How come no one bothered to do that? Even now you can still visit the Old Melbourne Gaol, not that you’d want to. After the case of Elizabeth Scott’s ghost haunting the museum was verified, and she was given that Crunchie Bar she so desperately wanted, everything went back to normal. Like most places here, it's just a joint. Still, you can get a mean meat pie at the ol' gaol on a Sunday.

So, these lightweights believe that living beneath high intensity discharge lighting protects them from being sucked into black holes. It’s ridiculous, but, for history sake, I have to let you know: The future is stupid. And there ain't no bone to pick, either. No amount of therapy can coax lightweights out of their stupor.
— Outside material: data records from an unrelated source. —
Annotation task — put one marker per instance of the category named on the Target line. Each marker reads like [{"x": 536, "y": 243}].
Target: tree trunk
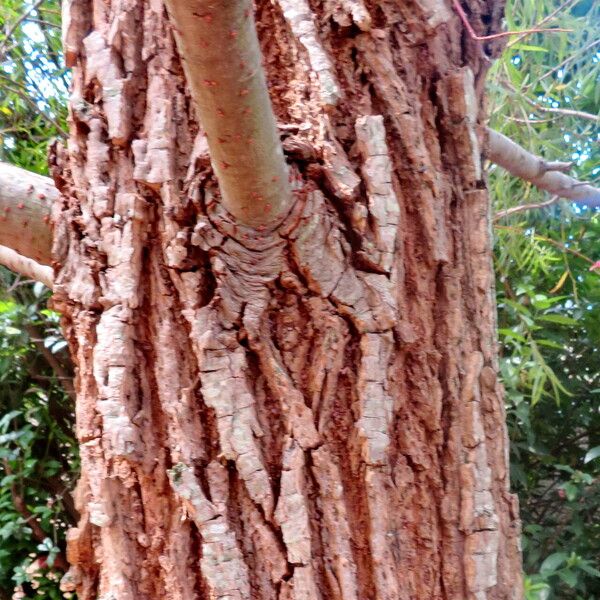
[{"x": 311, "y": 413}]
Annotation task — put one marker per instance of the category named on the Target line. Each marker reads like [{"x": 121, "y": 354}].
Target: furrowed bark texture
[
  {"x": 311, "y": 413},
  {"x": 25, "y": 206}
]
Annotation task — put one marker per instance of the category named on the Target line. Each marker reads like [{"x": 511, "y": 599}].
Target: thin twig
[
  {"x": 542, "y": 22},
  {"x": 543, "y": 238},
  {"x": 31, "y": 103},
  {"x": 495, "y": 36},
  {"x": 561, "y": 111},
  {"x": 523, "y": 207}
]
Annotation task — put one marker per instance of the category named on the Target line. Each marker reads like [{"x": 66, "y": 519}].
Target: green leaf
[
  {"x": 552, "y": 562},
  {"x": 529, "y": 48},
  {"x": 591, "y": 454},
  {"x": 569, "y": 577},
  {"x": 558, "y": 319}
]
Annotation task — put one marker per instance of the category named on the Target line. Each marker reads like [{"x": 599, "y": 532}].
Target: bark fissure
[{"x": 304, "y": 413}]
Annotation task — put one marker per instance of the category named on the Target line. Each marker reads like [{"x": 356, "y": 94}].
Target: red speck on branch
[{"x": 481, "y": 38}]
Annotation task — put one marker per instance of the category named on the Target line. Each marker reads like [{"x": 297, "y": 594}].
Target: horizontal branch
[
  {"x": 25, "y": 205},
  {"x": 222, "y": 61},
  {"x": 26, "y": 266},
  {"x": 548, "y": 176}
]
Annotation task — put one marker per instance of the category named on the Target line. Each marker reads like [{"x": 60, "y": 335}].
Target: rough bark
[
  {"x": 307, "y": 413},
  {"x": 223, "y": 69}
]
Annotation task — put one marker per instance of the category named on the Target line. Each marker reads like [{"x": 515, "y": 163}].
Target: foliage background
[{"x": 544, "y": 93}]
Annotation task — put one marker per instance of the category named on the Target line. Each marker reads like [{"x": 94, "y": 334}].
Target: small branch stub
[
  {"x": 222, "y": 61},
  {"x": 25, "y": 208}
]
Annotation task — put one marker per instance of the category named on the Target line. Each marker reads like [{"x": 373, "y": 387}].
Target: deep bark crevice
[{"x": 302, "y": 413}]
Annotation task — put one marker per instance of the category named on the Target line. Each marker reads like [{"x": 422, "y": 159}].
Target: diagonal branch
[
  {"x": 25, "y": 227},
  {"x": 233, "y": 105},
  {"x": 26, "y": 266},
  {"x": 545, "y": 175}
]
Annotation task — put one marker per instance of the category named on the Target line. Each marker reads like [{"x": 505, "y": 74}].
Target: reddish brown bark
[{"x": 312, "y": 413}]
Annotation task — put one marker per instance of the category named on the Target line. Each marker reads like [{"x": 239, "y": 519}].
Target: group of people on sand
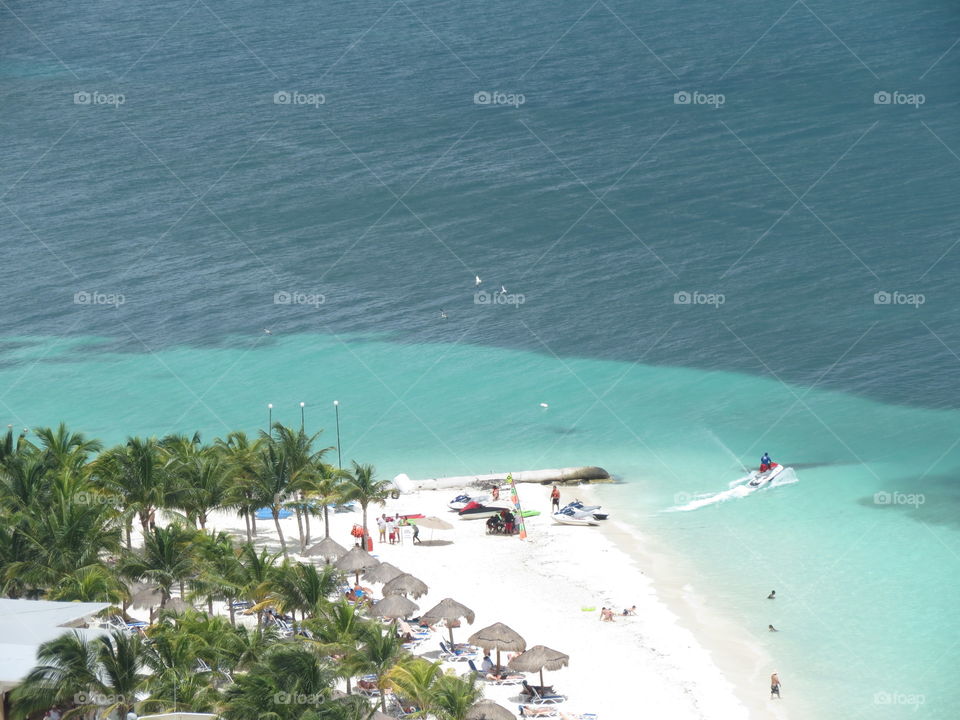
[
  {"x": 389, "y": 529},
  {"x": 606, "y": 614}
]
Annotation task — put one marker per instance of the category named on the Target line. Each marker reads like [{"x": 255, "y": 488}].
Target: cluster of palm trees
[
  {"x": 80, "y": 522},
  {"x": 201, "y": 663}
]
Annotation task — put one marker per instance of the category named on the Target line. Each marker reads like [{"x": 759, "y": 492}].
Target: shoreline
[
  {"x": 674, "y": 657},
  {"x": 744, "y": 664}
]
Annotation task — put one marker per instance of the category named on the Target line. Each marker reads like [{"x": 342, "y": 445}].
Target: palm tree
[
  {"x": 66, "y": 540},
  {"x": 178, "y": 677},
  {"x": 201, "y": 484},
  {"x": 336, "y": 631},
  {"x": 240, "y": 456},
  {"x": 65, "y": 449},
  {"x": 362, "y": 486},
  {"x": 415, "y": 679},
  {"x": 325, "y": 486},
  {"x": 256, "y": 578},
  {"x": 452, "y": 697},
  {"x": 378, "y": 653},
  {"x": 136, "y": 474},
  {"x": 93, "y": 583},
  {"x": 164, "y": 560},
  {"x": 291, "y": 682},
  {"x": 217, "y": 574},
  {"x": 83, "y": 674},
  {"x": 304, "y": 588},
  {"x": 303, "y": 461}
]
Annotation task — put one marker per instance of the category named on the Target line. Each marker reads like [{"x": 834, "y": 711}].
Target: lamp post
[{"x": 336, "y": 409}]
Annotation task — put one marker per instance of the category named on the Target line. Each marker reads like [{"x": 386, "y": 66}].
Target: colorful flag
[{"x": 515, "y": 499}]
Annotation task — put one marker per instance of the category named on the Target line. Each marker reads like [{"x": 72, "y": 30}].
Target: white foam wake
[{"x": 738, "y": 489}]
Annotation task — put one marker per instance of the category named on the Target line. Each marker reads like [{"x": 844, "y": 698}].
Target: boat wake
[{"x": 739, "y": 488}]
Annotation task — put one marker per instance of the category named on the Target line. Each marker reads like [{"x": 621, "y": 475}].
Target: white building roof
[{"x": 26, "y": 624}]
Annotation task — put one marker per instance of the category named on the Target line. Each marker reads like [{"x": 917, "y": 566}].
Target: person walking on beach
[{"x": 775, "y": 685}]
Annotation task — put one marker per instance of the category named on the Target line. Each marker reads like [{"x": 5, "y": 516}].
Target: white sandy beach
[{"x": 653, "y": 665}]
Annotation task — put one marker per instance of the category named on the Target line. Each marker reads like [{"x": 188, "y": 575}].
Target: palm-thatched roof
[{"x": 406, "y": 584}]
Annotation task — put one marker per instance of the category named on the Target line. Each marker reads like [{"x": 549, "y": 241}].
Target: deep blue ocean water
[{"x": 812, "y": 226}]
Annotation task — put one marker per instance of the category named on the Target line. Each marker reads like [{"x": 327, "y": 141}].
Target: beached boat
[
  {"x": 476, "y": 511},
  {"x": 463, "y": 499}
]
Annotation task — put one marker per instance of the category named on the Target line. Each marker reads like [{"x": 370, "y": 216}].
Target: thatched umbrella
[
  {"x": 356, "y": 560},
  {"x": 448, "y": 610},
  {"x": 144, "y": 596},
  {"x": 177, "y": 605},
  {"x": 537, "y": 658},
  {"x": 488, "y": 710},
  {"x": 393, "y": 607},
  {"x": 328, "y": 548},
  {"x": 405, "y": 584},
  {"x": 498, "y": 637},
  {"x": 384, "y": 572}
]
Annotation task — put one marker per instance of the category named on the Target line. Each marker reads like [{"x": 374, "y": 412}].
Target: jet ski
[
  {"x": 475, "y": 510},
  {"x": 580, "y": 510},
  {"x": 568, "y": 516},
  {"x": 461, "y": 500},
  {"x": 758, "y": 478}
]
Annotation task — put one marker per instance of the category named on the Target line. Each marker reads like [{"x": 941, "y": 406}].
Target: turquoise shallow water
[{"x": 866, "y": 589}]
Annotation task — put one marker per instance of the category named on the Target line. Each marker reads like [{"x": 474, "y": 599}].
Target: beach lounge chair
[
  {"x": 541, "y": 696},
  {"x": 455, "y": 655},
  {"x": 531, "y": 711},
  {"x": 509, "y": 679}
]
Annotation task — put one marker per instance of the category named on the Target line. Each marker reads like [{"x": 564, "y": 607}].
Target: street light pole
[{"x": 336, "y": 409}]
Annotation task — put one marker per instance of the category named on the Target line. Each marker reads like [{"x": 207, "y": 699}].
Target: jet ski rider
[{"x": 765, "y": 462}]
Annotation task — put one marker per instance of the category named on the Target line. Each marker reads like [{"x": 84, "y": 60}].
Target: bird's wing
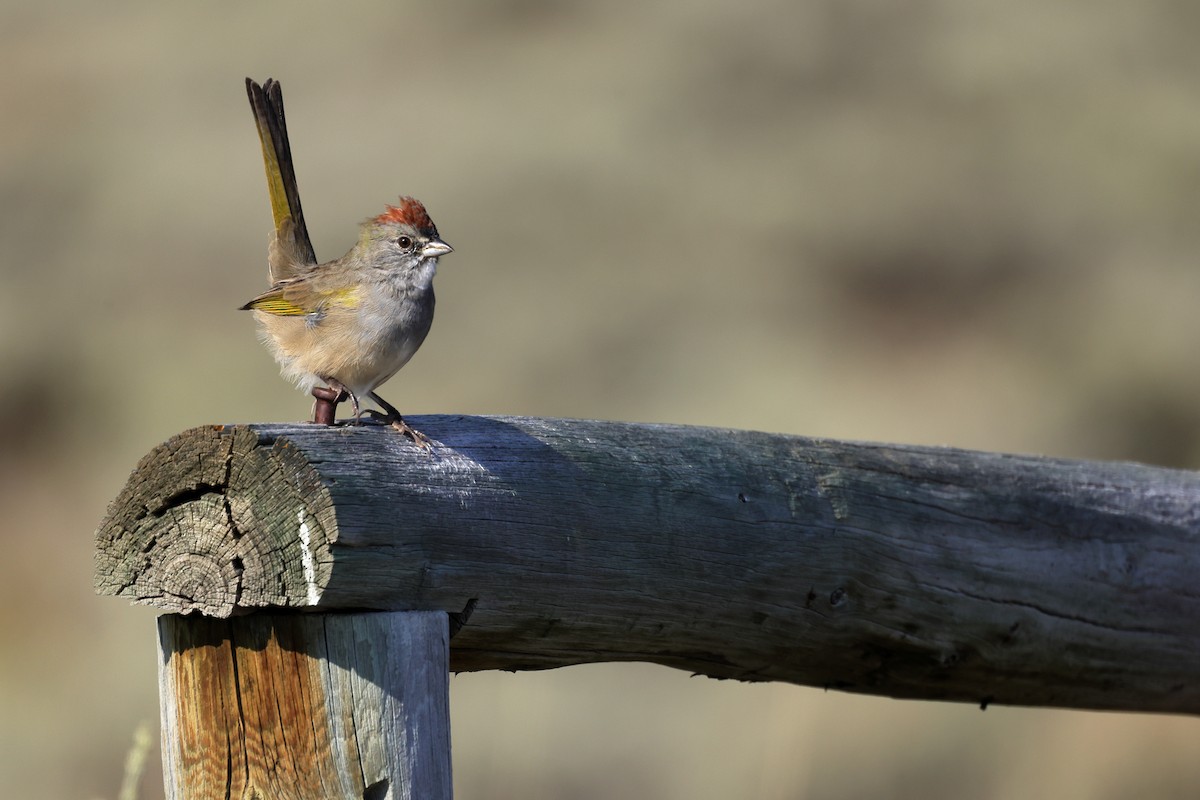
[{"x": 300, "y": 298}]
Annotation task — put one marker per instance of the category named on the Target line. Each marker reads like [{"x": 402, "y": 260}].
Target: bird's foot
[{"x": 397, "y": 422}]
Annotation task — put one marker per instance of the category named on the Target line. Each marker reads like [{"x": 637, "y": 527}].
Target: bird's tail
[{"x": 292, "y": 246}]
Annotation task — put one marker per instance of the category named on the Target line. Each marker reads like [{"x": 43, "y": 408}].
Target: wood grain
[
  {"x": 905, "y": 571},
  {"x": 291, "y": 707}
]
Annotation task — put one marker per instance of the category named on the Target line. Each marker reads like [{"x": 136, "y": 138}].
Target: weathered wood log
[
  {"x": 918, "y": 572},
  {"x": 293, "y": 707}
]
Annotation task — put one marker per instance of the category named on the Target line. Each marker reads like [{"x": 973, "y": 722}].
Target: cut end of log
[{"x": 187, "y": 533}]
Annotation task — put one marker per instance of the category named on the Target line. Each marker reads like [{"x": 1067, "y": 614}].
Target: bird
[{"x": 341, "y": 329}]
Instead of interfering we watch, and occasionally, feed them grits. We use Quaker brand grits because after the Big Oink fell to pieces it became really cheap to ship all their readymade stuff over here.

There’s a YouTube video entitled The ultimate discharge lamp startup video. At this time in history it probably doesn’t have many hits, but it sure as hell does here in the future! ...too many.

Deficiencies recorded are: low counts in vitamin D, extreme anxiety, sleeplessness. The rest of us are doing okay. There's been a few great bands come and go, one of which actually did get sucked into a black hole. People cried for months. It was bigger than Kurt Cobain's suicide.